Waar komt je interesse voor klimaatongelijkheid vandaan?
“Als jurist kijk ik naar rechten, regulering en verdeelvraagstukken die deels door wetgeving worden bepaald. Mijn proefschrift ging over toegang tot drinkwater vanuit het perspectief van mensenrechten. De internationale mensenrechtenbeweging ontstond vlak na de Tweede Wereldoorlog, maar klimaat was lang een blinde vlek. Pas vanaf de jaren zeventig kwam het besef dat onze planeet tegen grenzen oploopt. Nu is de vraag hoe mensenrechten gewaarborgd kunnen blijven terwijl we te maken krijgen met steeds grotere milieu- en klimaatvraagstukken.”
“Ik wil proberen om kwetsbare groepen te helpen om zichzelf meer mondig te maken. Er zijn steeds vaker rechtszaken om kwetsbare groepen te beschermen. Dat vind ik een heel interessante ontwikkeling. Bijvoorbeeld de rechtszaak door Friends of the Earth tegen Shell vanwege vervuiling in Nigeria of de Urgendazaak in Nederland. Het recht kan dus goed doen, maar het heeft ook een keerzijde omdat het ook een rol heeft gespeeld bij de huidige verdeling van kapitaal.”
Wat hoop je met je onderzoek te bereiken?
“In eerste instantie wil ik de rol van het recht bloot leggen. Ook vind ik het belangrijk om onderzoek te doen over thema’s die mensen echt raken. Mogelijk dat mijn bevindingen kunnen helpen bij het formuleren van rechtszaken. Als onderzoeker heb ik meer tijd om me ergens in vast te bijten dan iemand die bij een NGO werkt. Partijen of individuen kunnen bij mij terecht voor vragen. Als ik er ruimte voor heb kan ik mensen op weg helpen en informatie geven.”
Hoe dan? Word je dan wel eens benaderd?
“Dat gebeurt regelmatig, bijvoorbeeld nadat mensen een interview met mij hebben gelezen of naar een lezing zijn gekomen. Onlangs vroeg iemand of een bosgebied bij hem in de buurt, dat gekapt dreigt te worden beschermd zou kunnen worden met ‘Rechten van de Natuur’. Het is bijzonder om te merken dat mijn onderzoek leeft en dat relevant is voor mensen. Ik kan niet altijd antwoorden, maar probeer ze te helpen waar ik kan. Zo deel ik links naar onderzoek of verwijs ik naar organisaties die kunnen helpen. Het ISS hecht veel waarde aan social impact en daar mag je ook ruimte voor vrijmaken.”
Wat betekent het om onderdeel te zijn van de Jonge Akademie?

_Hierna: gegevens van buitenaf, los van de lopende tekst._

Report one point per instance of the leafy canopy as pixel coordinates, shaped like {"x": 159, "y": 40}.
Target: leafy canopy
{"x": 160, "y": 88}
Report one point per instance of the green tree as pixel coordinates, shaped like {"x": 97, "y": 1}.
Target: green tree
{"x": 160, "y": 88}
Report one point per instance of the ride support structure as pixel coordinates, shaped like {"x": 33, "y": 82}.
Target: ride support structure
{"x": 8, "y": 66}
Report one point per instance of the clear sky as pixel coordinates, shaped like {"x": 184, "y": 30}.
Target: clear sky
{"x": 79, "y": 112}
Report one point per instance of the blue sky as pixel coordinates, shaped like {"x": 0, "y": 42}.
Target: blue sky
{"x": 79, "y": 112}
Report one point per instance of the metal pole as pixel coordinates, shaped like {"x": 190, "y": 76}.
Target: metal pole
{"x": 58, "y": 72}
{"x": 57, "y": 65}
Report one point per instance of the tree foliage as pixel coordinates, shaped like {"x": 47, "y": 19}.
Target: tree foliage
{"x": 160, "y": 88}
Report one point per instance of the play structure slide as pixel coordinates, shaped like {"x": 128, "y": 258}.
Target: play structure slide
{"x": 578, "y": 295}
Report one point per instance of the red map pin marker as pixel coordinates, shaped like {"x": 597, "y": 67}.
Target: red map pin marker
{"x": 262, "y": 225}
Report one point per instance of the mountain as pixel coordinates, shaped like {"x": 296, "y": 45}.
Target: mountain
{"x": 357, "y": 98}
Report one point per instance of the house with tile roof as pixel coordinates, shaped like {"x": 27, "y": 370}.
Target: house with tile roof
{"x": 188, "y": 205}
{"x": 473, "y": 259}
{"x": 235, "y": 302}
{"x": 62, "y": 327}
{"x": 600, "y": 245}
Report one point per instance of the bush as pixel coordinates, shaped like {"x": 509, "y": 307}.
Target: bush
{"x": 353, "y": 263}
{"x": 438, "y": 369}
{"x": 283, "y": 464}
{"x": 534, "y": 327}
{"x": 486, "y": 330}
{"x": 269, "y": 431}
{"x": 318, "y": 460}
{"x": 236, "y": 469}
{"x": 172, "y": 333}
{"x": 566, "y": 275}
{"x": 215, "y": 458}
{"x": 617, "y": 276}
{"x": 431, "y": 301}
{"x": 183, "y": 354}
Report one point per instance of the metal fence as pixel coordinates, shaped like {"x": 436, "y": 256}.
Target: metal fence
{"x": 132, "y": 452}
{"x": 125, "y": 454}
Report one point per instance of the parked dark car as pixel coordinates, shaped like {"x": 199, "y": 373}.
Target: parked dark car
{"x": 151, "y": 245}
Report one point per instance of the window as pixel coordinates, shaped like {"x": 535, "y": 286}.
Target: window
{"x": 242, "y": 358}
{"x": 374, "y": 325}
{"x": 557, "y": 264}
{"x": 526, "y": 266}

“Het is heel waardevol om met onderzoekers uit andere vakgebieden in contact te komen en te zien hoe we elkaar kunnen aanvullen. Ik vind het ook heel leuk om mee te kunnen denken over wetenschapsbeleid en hoe dit ons raakt als jonge onderzoekers. Bijvoorbeeld over de criteria die het NWO zou moeten hanteren bij het toekennen van beurzen. Hoe kunnen we maatschappelijke impact meer laten meewegen bij onderzoeksfinanciering? Dat zijn vragen waar we over nadenken. We mogen ook meedenken over de onderzoeksagenda en zelf onderzoek opzetten. Zo is er tijdens de pandemie onderzoek gedaan naar de impact van Covid-19 op jonge onderzoekers.“
Wat zou jij graag op de agenda willen zetten?
“Ik vind het interessant om te kijken hoe we maatschappij en wetenschap meer met elkaar kunnen verbinden, vooral voor kinderen. Daarom spreekt het Lil’Scientist programma me aan. Daar worden kinderen betrokken bij onderzoek door hen zelf data te laten verzamelen. Ook zou ik het mooi vinden als er een Koninkrijk breed netwerk komt voor onderzoekers. Onderzoekers van de Caribische eilanden kwamen eerst niet altijd in aanmerking voor NWO-subsidies en waren tot voor kort ook niet verkiesbaar bij KNAW. Gelukkig kan dit nu wel. Ik zou graag willen meehelpen bij het opzetten van dit netwerk.”